Evidence indicates that brain biochemistry is a significant factor in depressive disorders. It is known, for example, that individuals with major depressive illness typically have dysregulation of certain brain chemicals, called neurotransmitters. Additionally, sleep patterns, which are biochemically influenced, are typically different in people with depressive disorders. Depression can be induced or alleviated with certain medications, and some hormones have mood-altering properties. What is not yet known is whether the "biochemical disturbances" of depression are of genetic origin, or are secondary to stress, trauma, physical illness, or some other environmental condition.
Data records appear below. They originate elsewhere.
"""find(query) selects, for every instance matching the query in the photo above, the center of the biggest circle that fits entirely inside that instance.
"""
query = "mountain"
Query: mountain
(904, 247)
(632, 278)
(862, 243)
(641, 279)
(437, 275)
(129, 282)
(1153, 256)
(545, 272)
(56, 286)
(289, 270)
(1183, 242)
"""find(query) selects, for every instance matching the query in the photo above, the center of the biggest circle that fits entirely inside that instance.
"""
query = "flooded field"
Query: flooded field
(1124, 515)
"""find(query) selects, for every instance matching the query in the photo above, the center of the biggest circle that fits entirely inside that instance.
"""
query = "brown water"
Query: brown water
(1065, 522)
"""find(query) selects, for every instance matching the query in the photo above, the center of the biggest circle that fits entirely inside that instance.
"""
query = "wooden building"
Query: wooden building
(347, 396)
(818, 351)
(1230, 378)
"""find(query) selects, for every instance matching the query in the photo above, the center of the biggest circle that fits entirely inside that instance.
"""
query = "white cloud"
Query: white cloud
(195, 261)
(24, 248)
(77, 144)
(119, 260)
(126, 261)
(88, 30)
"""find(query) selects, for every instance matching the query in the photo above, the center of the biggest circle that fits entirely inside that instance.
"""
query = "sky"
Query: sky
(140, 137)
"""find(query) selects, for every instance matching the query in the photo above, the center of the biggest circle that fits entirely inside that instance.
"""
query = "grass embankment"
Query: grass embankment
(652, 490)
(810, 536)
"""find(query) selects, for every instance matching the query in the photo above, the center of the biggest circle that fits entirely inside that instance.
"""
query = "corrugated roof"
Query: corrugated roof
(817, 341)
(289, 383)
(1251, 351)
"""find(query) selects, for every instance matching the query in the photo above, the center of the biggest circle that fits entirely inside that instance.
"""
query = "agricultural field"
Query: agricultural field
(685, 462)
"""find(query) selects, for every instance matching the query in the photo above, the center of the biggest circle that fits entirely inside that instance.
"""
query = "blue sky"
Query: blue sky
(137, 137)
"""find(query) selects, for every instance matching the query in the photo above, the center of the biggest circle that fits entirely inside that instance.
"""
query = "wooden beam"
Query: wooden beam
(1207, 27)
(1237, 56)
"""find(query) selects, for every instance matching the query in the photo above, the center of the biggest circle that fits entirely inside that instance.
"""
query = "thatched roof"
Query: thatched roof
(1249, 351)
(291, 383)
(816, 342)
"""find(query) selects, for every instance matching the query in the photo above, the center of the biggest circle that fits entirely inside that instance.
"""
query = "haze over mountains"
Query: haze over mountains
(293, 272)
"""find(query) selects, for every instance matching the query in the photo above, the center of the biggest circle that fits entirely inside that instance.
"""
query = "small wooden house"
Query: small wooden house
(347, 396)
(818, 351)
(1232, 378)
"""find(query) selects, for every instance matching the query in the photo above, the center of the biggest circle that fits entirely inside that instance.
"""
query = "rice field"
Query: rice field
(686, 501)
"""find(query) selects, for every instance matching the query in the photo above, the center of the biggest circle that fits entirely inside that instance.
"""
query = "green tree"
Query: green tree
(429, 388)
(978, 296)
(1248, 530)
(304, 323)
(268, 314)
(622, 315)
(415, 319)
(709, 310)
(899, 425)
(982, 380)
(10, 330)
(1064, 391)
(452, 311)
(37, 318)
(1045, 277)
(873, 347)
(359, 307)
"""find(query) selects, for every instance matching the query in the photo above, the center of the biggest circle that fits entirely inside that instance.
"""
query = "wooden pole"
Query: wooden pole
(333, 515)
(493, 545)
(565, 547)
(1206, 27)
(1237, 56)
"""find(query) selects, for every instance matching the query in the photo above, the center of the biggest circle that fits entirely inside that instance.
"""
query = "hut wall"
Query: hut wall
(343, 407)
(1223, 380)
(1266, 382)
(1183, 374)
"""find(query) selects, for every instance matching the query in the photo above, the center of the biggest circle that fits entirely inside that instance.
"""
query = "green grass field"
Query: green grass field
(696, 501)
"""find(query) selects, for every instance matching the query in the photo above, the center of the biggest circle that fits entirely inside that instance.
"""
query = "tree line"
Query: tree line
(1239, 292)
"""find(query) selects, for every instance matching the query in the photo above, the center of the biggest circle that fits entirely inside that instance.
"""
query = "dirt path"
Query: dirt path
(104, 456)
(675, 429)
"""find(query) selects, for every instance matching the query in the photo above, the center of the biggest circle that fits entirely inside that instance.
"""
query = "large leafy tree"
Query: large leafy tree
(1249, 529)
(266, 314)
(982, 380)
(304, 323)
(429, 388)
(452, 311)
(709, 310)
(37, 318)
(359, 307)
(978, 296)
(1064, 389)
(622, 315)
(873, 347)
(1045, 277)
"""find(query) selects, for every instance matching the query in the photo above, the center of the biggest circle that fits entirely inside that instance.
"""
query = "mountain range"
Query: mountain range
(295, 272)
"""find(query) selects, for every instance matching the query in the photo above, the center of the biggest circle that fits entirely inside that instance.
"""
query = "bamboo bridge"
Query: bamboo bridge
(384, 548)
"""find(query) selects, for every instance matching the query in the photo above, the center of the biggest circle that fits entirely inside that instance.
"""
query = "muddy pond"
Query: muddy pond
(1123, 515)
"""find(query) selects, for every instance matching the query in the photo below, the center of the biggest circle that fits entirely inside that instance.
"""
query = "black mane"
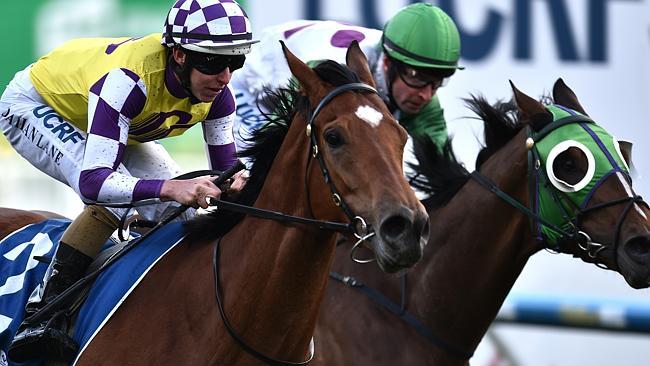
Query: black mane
(440, 174)
(265, 143)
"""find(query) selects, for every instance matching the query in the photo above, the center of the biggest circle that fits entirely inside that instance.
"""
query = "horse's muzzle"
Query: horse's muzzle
(402, 235)
(634, 261)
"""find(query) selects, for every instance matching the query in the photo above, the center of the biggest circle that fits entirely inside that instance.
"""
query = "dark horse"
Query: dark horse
(479, 245)
(273, 274)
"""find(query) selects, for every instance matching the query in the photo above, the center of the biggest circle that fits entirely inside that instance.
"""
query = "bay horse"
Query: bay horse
(480, 243)
(337, 164)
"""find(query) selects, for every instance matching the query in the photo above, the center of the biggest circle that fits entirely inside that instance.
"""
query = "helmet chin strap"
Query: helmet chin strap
(391, 74)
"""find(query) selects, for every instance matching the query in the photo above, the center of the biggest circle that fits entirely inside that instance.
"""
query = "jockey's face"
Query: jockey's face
(206, 87)
(410, 99)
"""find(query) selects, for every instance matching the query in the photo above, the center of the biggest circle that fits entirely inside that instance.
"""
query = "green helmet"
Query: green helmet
(422, 35)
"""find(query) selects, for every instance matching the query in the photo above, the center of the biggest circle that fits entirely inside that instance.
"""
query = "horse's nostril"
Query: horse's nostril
(638, 246)
(393, 227)
(424, 233)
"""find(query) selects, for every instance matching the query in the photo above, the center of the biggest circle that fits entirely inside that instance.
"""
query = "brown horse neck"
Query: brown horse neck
(277, 293)
(474, 255)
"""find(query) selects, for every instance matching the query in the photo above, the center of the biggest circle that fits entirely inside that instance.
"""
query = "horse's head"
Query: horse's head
(357, 146)
(584, 187)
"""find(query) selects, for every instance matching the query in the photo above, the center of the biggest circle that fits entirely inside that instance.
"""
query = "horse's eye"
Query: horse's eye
(570, 166)
(334, 138)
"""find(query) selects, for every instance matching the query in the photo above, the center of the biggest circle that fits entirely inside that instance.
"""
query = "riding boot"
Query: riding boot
(79, 245)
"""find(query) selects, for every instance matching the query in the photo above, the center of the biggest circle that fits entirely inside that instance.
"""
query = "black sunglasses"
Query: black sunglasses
(210, 64)
(416, 77)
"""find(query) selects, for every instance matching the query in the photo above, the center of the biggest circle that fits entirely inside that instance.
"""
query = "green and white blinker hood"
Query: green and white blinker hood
(558, 203)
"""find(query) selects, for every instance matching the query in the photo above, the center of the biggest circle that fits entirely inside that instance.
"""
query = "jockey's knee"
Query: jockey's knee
(90, 230)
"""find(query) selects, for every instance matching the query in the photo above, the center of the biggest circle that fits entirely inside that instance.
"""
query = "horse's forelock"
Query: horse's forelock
(501, 122)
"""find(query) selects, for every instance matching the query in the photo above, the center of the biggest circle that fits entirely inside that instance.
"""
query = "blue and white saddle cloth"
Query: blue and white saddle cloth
(20, 273)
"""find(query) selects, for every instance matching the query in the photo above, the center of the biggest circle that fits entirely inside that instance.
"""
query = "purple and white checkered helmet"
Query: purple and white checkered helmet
(209, 26)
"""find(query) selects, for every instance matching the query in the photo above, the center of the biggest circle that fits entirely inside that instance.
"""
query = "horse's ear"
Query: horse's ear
(563, 95)
(309, 81)
(537, 115)
(357, 62)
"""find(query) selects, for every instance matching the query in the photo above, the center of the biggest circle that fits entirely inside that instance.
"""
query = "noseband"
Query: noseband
(359, 227)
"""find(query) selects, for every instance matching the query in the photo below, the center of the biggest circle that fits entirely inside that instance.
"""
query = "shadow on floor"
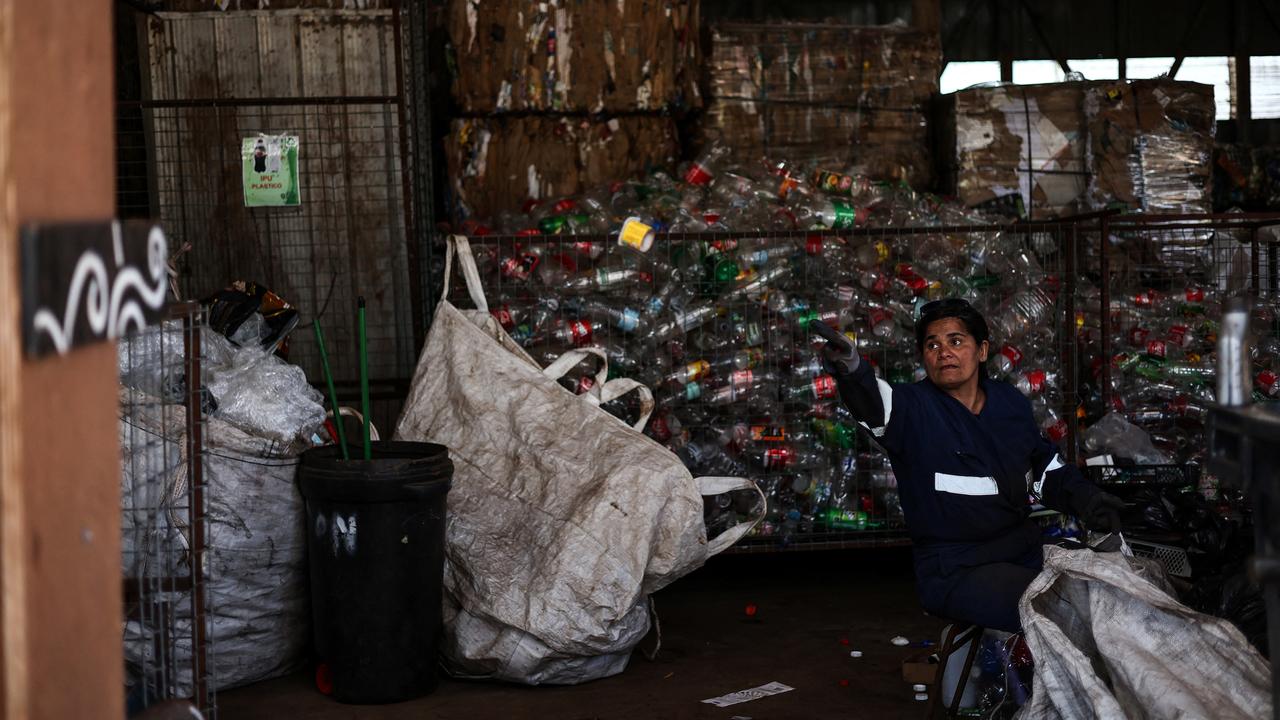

Environmental and Other Stressors
Significant loss, a difficult relationship, financial problems, or a major change in life pattern have all been cited as contributors to depressive illness. Sometimes the onset of depression is associated with acute or chronic physical illness. In addition, some form of substance abuse disorder occurs in about one-third of people with any type of depressive disorder.7
Other Psychological and Social Factors
Persons with certain characteristics—pessimistic thinking, low self-esteem, a sense of having little control over life events, and a tendency to worry excessively—are more likely to develop depression. These attributes may heighten the effect of stressful events or interfere with taking action to cope with them or with getting well. Upbringing or sex role expectations may contribute to the development of these traits. It appears that negative thinking patterns typically develop in childhood or adolescence. Some experts have suggested that the traditional upbringing of girls might foster these traits and may be a factor in women's higher rate of depression.
WOMEN ARE AT GREATER RISK FOR DEPRESSION THAN MEN
Major depression and dysthymia affect twice as many women as men. This two-to-one ratio exists regardless of racial and ethnic background or economic status. The same ratio has been reported in 10 other countries all over the world.12 Men and women have about the same rate of bipolar disorder (manic-depression), though its course in women typically has more depressive and fewer manic episodes. Also, a greater number of women have the rapid cycling form of bipolar disorder, which may be more resistant to standard treatments.5
A variety of factors unique to women's lives are suspected to play a role in developing depression. Research is focused on understanding these, including: reproductive, hormonal, genetic or other biological factors; abuse and oppression; interpersonal factors; and certain psychological and personality characteristics. And yet, the specific causes of depression in women remain unclear; many women exposed to these factors do not develop depression. What is clear is that regardless of the contributing factors, depression is a highly treatable illness.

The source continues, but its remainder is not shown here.